Time complexity: O(1) + O(n) + O(1) = O(n)

Recursive #1

let highest = 0

function findBiggestNum(arr, n) {     // ----T(n)
  if (n === -1)                       // ----O(1)---|---Base condition
    return highest;                   // ----O(1)---|

  if (arr[n] > highest)               // ----O(1)
    highest = arr[n]                  // ----O(1)

  return findBiggestNum(arr, n-1)    // ----T(n-1)
}

Equation 1: T(n) = O(1) + T(n-1)

O(1) + O(1) + O(1) + O(1) = O(1)

Base Condition: T(-1) = O(1)

if n == -1, recursion will end, so if the recursion method = T(n), we replace n to -1 to get T(-1), and since base condition = O(1), T(-1) = O(1).
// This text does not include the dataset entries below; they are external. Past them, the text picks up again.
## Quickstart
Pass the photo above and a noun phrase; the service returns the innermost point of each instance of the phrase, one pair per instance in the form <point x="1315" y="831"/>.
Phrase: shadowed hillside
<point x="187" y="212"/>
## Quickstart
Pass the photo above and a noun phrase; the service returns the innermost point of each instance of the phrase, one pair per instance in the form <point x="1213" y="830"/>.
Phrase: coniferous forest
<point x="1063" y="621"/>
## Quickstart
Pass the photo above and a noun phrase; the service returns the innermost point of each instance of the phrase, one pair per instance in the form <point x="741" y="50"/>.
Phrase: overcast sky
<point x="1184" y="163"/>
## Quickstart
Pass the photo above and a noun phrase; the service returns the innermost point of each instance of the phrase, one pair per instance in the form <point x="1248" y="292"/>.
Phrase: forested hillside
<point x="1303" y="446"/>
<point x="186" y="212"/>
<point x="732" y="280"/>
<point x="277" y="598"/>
Equation 2: T(n-1) = O(1) + T((n-1)-1)

Equation 3: T(n-2) = O(1) + T((n-2)-1)

T(n) = 1 + T(n-1)
     = 1 + (1 + T((n-1)-1)) # substitute `Equation 2`
     = 2 + T(n-2)
     = 2 + (1 + T((n-2)-1)) # substitute `Equation 3`
     = 3 + T(n-3)           # notice the pattern, substitue with k
     = k + T(n-k)
     = (n+1) + T(n-(n+1))   # attempt to make it T(-1) since it is the base condition, replace k with n+1
     = n + 1 + T(-1)
     = n + 1 + 1            # T(-1) = 1
     = O(n)

Recursive #2

function search(num, arr, start, end) {      // ----T(n)
  if (start <= end) {                        // ----O(1) ---|--- Base Condition
    if (arr[start] == num)                   // ----O(1) ---|
      return start                           // ----O(1) ---|
    else                                     // ----O(1) ---|
      return false                           // ----O(1) ---|
  }
  let mid = find_mid(arr, start, end)        // ----O(1)
  if (mid > num) {                           // ----O(1)
    search(num, arr, start, mid)             // ----T(n/2)
  }
  else if (mid < num) {                      // ----O(1)
    search(num, arr, mid, end)               // ----T(n/2)
  }
  else if (mid == num)                       // ----O(1)
    return mid                               // ----O(1)
}

Equation 1: T(n) = T(n/2) + 1

Base Condition: T(1) = O(1)

If the array is of size 1, we can perform it in constant time.

Equation 2: T(n/2) = T(n/4) + 1

Equation 3: T(n/4) = T(n/8) + 1

T(n) = T(n/2) + 1
     = T(n/4) + 1 + 1       # substitue `Equation 2`
     = T(n/4) + 2
     = T(n/8) + 1 + 2       # substitue `Equation 3`
     = T(n/8) + 3
     = T(n/2^k) + k         # notice the pattern, substitue with k
     = T(1) + log n         # attempt to make it T(1) snce it is the base condition, see below how n/2^k = 1 = k
     = 1 + log n
     = O(log n)

[n/2^K = 1] => [n = 2^K] => [k = log n]